Entusiasti Putin e altre leader da tempo vicini a Pechino, meno i paesi europei che avrebbero lasciato intendere di nutrire molti dubbi sul complessivo progetto.
Nella dichiarazione finale è stato fatto un generico riferimento alla lotta contro il protezionismo, ma tutto sommato Pechino si aspettava più calore da parte degli ospiti verso quello che ritiene essere il proprio approccio alla globalizzazione.

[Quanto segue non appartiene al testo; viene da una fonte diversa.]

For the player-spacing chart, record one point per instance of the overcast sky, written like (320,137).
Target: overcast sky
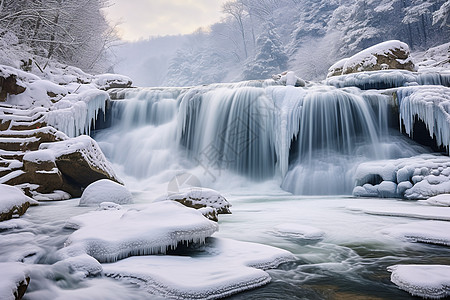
(141,19)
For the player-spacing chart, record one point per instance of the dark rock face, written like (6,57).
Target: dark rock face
(15,210)
(9,85)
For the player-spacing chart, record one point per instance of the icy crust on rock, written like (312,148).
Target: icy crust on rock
(432,232)
(85,145)
(386,79)
(417,177)
(110,235)
(200,197)
(76,113)
(12,275)
(299,231)
(431,104)
(11,197)
(225,267)
(107,81)
(368,58)
(105,190)
(426,281)
(439,200)
(424,212)
(83,264)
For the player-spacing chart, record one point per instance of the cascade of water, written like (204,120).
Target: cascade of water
(310,138)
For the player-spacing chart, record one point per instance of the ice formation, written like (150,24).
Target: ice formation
(76,113)
(299,231)
(228,268)
(386,79)
(83,144)
(439,200)
(105,190)
(13,274)
(11,197)
(200,197)
(431,104)
(432,232)
(418,212)
(110,235)
(426,281)
(418,177)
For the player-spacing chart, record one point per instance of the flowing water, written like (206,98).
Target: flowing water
(279,155)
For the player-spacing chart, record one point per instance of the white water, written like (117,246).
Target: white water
(307,140)
(246,142)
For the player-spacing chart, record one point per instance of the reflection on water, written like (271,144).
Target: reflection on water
(349,263)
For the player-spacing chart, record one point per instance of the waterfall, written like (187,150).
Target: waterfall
(309,139)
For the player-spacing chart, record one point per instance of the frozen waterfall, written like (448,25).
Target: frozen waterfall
(308,139)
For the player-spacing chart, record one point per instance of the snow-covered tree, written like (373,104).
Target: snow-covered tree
(270,57)
(71,31)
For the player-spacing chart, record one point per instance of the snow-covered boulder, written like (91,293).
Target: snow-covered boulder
(337,68)
(81,162)
(110,235)
(225,267)
(432,232)
(15,280)
(439,200)
(384,56)
(105,190)
(13,202)
(110,81)
(289,78)
(200,197)
(417,177)
(426,281)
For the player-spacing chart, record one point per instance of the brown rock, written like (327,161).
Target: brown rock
(9,85)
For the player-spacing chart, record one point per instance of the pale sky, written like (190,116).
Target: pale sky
(141,19)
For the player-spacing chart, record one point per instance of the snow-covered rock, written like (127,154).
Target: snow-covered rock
(200,197)
(432,232)
(225,267)
(84,264)
(13,202)
(417,177)
(109,81)
(426,281)
(387,55)
(105,190)
(110,235)
(15,280)
(439,200)
(81,160)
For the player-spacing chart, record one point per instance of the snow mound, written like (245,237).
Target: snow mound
(83,264)
(387,55)
(298,231)
(431,104)
(227,268)
(427,281)
(105,190)
(75,113)
(108,81)
(13,275)
(110,235)
(12,200)
(417,177)
(439,200)
(432,232)
(417,212)
(200,197)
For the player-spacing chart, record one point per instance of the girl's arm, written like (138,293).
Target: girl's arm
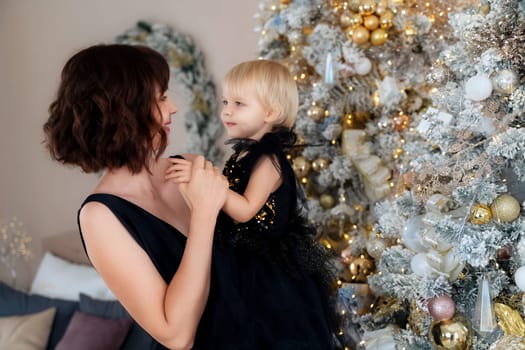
(168,312)
(264,180)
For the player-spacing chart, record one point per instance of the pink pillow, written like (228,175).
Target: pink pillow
(87,332)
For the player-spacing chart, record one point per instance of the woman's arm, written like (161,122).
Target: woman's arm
(264,180)
(170,313)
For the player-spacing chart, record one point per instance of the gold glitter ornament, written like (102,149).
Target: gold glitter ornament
(367,7)
(378,37)
(345,19)
(480,214)
(301,166)
(355,20)
(316,113)
(454,334)
(360,35)
(327,201)
(509,342)
(360,268)
(400,121)
(371,22)
(505,208)
(417,318)
(354,5)
(320,164)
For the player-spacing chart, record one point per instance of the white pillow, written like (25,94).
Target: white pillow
(58,278)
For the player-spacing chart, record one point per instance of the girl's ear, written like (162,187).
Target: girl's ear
(272,115)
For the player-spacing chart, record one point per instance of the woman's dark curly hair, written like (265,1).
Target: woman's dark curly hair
(102,117)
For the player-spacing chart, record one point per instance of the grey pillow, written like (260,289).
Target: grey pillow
(137,338)
(15,302)
(88,332)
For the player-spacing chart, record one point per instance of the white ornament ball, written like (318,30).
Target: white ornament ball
(420,266)
(363,66)
(505,208)
(375,247)
(478,88)
(506,81)
(519,277)
(413,232)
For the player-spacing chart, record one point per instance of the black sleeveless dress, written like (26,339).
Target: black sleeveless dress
(275,284)
(163,243)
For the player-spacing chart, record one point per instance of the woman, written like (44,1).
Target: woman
(150,239)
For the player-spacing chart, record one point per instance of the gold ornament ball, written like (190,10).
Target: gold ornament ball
(301,166)
(382,6)
(480,214)
(385,23)
(388,14)
(320,164)
(505,208)
(360,35)
(378,37)
(400,121)
(354,5)
(355,20)
(454,334)
(367,7)
(326,200)
(316,113)
(371,22)
(308,30)
(360,268)
(345,19)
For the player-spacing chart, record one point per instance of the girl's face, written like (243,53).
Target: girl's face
(243,114)
(164,108)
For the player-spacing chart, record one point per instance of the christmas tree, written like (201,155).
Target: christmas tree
(412,159)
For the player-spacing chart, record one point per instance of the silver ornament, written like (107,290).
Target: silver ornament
(506,81)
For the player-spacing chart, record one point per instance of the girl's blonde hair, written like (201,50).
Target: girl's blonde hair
(274,86)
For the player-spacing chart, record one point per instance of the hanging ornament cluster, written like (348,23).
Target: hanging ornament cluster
(374,173)
(481,86)
(367,21)
(505,208)
(451,334)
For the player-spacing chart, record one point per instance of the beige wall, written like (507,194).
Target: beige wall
(36,37)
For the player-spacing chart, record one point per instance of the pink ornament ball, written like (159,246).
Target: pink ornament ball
(442,308)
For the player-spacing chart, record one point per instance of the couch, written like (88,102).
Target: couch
(68,306)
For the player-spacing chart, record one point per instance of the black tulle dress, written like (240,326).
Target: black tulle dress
(273,283)
(270,283)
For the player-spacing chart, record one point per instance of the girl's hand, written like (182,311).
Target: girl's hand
(179,171)
(206,189)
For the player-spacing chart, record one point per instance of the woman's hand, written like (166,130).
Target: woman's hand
(205,187)
(179,171)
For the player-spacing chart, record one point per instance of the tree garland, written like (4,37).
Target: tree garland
(187,68)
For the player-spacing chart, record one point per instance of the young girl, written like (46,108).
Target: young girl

La Bri è infatti un insieme di snodi portuali e ferroviari, disegnati sulla doppia prospettiva dell’antica via della seta terrestre, quella mitica delle antiche carovaniere, del «grande gioco» e di Samarcanda, insieme a una nuova via marittima: il tutto per unire una rotta commerciale che partendo dalla Cina arriva in Europa, Africa e Medio oriente.
Pechino giura trattarsi di un progetto win-win: chi vuole entrare ne beneficerà. I più scettici lo vedono come un tentativo di egemonia cinese: governare il mondo attraverso gli snodi commerciali.
Probabilmente sono vere entrambe le cose: la Cina finanzia e investe moltissimi soldi, in alcuni casi ben sapendo di non guadagnarci, e favorendo soprattutto le economie in via di sviluppo.
Dall’altro lato prova a diventare guida globale, proponendo pace, prosperità, «destini comuni», come ama ripetere in ogni occasione il presidente Xi Jinping, ma riservandosi un controllo tanto sugli organi finanziari, quanto sul «business dei corridoi».